My new 55G is up since 3 weeks. It has 3 big pieces of wood one of which is growing fungus. There is also diatom bloom. The tank had a lot of emersed plants die and melt away. I tried doing lots of water changes but couldn't siphon of all the dead plants mostly because of wood and hairgrass. The tank has some 55 x 3W bridgelux leds, pressurized co2 and regular ferts. I am doing 3 day 50% water changes. Havent tried to manually remove fungus yet as I am hoping my 90 herliquin rasboras and 4 sterbai corys would eat it. Till now none has shown any interest in it. I cant dose H2O2 because of the bucephalandras I've in tank.


----------



## Seattle_Aquarist (Mar 7, 2008)

Hi Tanan,

If you can find any Otocinclus catfish species in your area they eat diatoms like they are candy. As for wood fungus, I am pretty sure either my Corydoras or Siamese Algae Eater (Crossocheilus species) ate it but it took a couple of weeks.


----------



## Tanan (Mar 11, 2009)

That's the problem. No algae eating fish available here. Not even bristlenoses.
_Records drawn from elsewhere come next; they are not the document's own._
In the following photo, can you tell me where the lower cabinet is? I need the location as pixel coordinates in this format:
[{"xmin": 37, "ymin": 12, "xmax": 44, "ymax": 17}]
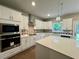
[
  {"xmin": 0, "ymin": 46, "xmax": 21, "ymax": 59},
  {"xmin": 30, "ymin": 36, "xmax": 36, "ymax": 46},
  {"xmin": 21, "ymin": 36, "xmax": 36, "ymax": 51},
  {"xmin": 26, "ymin": 37, "xmax": 32, "ymax": 49},
  {"xmin": 21, "ymin": 37, "xmax": 27, "ymax": 50}
]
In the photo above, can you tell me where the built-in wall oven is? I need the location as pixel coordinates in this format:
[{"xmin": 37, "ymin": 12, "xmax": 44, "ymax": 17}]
[
  {"xmin": 0, "ymin": 23, "xmax": 20, "ymax": 52},
  {"xmin": 0, "ymin": 23, "xmax": 19, "ymax": 34}
]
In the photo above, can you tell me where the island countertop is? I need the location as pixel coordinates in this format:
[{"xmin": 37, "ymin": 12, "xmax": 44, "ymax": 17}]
[{"xmin": 36, "ymin": 36, "xmax": 79, "ymax": 59}]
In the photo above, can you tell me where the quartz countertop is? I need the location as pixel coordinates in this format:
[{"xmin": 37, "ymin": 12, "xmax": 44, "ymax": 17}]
[{"xmin": 36, "ymin": 36, "xmax": 79, "ymax": 59}]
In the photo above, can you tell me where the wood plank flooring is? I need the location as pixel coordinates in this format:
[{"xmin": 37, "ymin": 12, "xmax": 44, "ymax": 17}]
[{"xmin": 8, "ymin": 46, "xmax": 36, "ymax": 59}]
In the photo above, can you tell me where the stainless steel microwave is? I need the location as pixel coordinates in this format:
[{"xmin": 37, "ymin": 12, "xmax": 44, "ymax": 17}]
[{"xmin": 0, "ymin": 23, "xmax": 19, "ymax": 34}]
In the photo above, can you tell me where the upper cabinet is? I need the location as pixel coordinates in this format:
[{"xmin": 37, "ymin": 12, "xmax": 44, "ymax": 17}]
[
  {"xmin": 0, "ymin": 5, "xmax": 22, "ymax": 21},
  {"xmin": 62, "ymin": 18, "xmax": 73, "ymax": 30},
  {"xmin": 35, "ymin": 19, "xmax": 43, "ymax": 29},
  {"xmin": 35, "ymin": 19, "xmax": 52, "ymax": 29},
  {"xmin": 43, "ymin": 21, "xmax": 52, "ymax": 29},
  {"xmin": 10, "ymin": 9, "xmax": 22, "ymax": 21},
  {"xmin": 19, "ymin": 15, "xmax": 28, "ymax": 29},
  {"xmin": 0, "ymin": 5, "xmax": 11, "ymax": 19}
]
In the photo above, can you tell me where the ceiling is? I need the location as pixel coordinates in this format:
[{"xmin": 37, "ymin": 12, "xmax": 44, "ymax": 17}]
[{"xmin": 0, "ymin": 0, "xmax": 79, "ymax": 19}]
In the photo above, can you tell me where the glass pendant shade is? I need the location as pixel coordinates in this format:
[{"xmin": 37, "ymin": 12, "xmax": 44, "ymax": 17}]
[{"xmin": 56, "ymin": 16, "xmax": 61, "ymax": 21}]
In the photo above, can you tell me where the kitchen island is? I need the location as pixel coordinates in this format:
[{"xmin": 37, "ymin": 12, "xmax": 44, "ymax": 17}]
[{"xmin": 36, "ymin": 36, "xmax": 79, "ymax": 59}]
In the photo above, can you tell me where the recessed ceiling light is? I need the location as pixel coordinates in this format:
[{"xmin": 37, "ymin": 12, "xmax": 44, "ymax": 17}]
[
  {"xmin": 32, "ymin": 1, "xmax": 36, "ymax": 6},
  {"xmin": 48, "ymin": 14, "xmax": 50, "ymax": 17}
]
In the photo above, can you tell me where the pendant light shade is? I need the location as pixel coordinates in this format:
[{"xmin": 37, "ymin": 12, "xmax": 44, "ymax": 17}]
[{"xmin": 56, "ymin": 16, "xmax": 61, "ymax": 21}]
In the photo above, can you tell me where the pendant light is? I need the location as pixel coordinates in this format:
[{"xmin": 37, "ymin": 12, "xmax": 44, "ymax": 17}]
[{"xmin": 56, "ymin": 0, "xmax": 63, "ymax": 21}]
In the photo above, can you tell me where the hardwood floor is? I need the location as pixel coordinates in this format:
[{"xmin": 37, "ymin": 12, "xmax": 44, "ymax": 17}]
[{"xmin": 9, "ymin": 46, "xmax": 36, "ymax": 59}]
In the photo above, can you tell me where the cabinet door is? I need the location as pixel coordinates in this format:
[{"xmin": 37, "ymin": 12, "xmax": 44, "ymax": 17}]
[
  {"xmin": 30, "ymin": 36, "xmax": 36, "ymax": 46},
  {"xmin": 21, "ymin": 37, "xmax": 27, "ymax": 50},
  {"xmin": 66, "ymin": 18, "xmax": 72, "ymax": 30},
  {"xmin": 35, "ymin": 19, "xmax": 43, "ymax": 29},
  {"xmin": 21, "ymin": 37, "xmax": 32, "ymax": 50},
  {"xmin": 0, "ymin": 46, "xmax": 21, "ymax": 59},
  {"xmin": 0, "ymin": 5, "xmax": 22, "ymax": 21},
  {"xmin": 0, "ymin": 5, "xmax": 12, "ymax": 19},
  {"xmin": 11, "ymin": 10, "xmax": 22, "ymax": 21},
  {"xmin": 26, "ymin": 36, "xmax": 35, "ymax": 48},
  {"xmin": 22, "ymin": 15, "xmax": 28, "ymax": 29},
  {"xmin": 26, "ymin": 37, "xmax": 32, "ymax": 48},
  {"xmin": 62, "ymin": 18, "xmax": 72, "ymax": 30},
  {"xmin": 21, "ymin": 36, "xmax": 35, "ymax": 51}
]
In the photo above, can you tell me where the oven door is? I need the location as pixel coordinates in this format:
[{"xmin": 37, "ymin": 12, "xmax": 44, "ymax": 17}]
[
  {"xmin": 2, "ymin": 24, "xmax": 19, "ymax": 33},
  {"xmin": 1, "ymin": 38, "xmax": 11, "ymax": 52},
  {"xmin": 1, "ymin": 36, "xmax": 20, "ymax": 52}
]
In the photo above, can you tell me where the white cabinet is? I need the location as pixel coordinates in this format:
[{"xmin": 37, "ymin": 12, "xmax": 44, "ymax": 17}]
[
  {"xmin": 26, "ymin": 36, "xmax": 35, "ymax": 48},
  {"xmin": 0, "ymin": 5, "xmax": 11, "ymax": 19},
  {"xmin": 26, "ymin": 37, "xmax": 32, "ymax": 48},
  {"xmin": 21, "ymin": 37, "xmax": 30, "ymax": 50},
  {"xmin": 62, "ymin": 18, "xmax": 72, "ymax": 30},
  {"xmin": 43, "ymin": 21, "xmax": 52, "ymax": 29},
  {"xmin": 22, "ymin": 15, "xmax": 28, "ymax": 29},
  {"xmin": 35, "ymin": 19, "xmax": 47, "ymax": 29},
  {"xmin": 0, "ymin": 46, "xmax": 21, "ymax": 59},
  {"xmin": 19, "ymin": 15, "xmax": 28, "ymax": 29},
  {"xmin": 21, "ymin": 36, "xmax": 33, "ymax": 50},
  {"xmin": 11, "ymin": 9, "xmax": 22, "ymax": 21},
  {"xmin": 0, "ymin": 5, "xmax": 22, "ymax": 22},
  {"xmin": 21, "ymin": 37, "xmax": 27, "ymax": 50},
  {"xmin": 30, "ymin": 36, "xmax": 36, "ymax": 46},
  {"xmin": 19, "ymin": 15, "xmax": 28, "ymax": 30},
  {"xmin": 35, "ymin": 19, "xmax": 52, "ymax": 29},
  {"xmin": 35, "ymin": 19, "xmax": 43, "ymax": 29},
  {"xmin": 21, "ymin": 35, "xmax": 37, "ymax": 51}
]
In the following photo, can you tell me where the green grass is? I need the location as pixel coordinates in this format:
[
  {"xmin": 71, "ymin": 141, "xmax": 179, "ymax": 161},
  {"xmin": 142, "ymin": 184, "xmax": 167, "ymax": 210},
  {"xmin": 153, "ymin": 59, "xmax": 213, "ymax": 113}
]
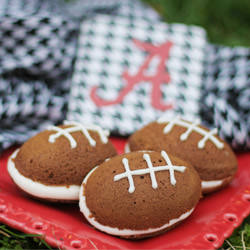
[
  {"xmin": 0, "ymin": 0, "xmax": 249, "ymax": 249},
  {"xmin": 221, "ymin": 216, "xmax": 250, "ymax": 249},
  {"xmin": 143, "ymin": 0, "xmax": 250, "ymax": 47},
  {"xmin": 0, "ymin": 225, "xmax": 52, "ymax": 249},
  {"xmin": 1, "ymin": 216, "xmax": 250, "ymax": 249}
]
I have one nerite snail doing the algae eating. I do have a large bronze corydoras, but he eats less algae and makes more of a mess uprooting my plants. I am thinking about Khuli loaches or getting some platties/swordtails. The problem is getting them out of the tank once there is no algae. Also khulies keep uprooting my plant cuttings.


----------



## Bluefin (Oct 29, 2014)

the diatoms go away after awhile.its usual in a new setup tank. ive seen the wood fungus before in another tank and it didnt seems to do the fish any harm. why dont you take the wood out and boil it?


----------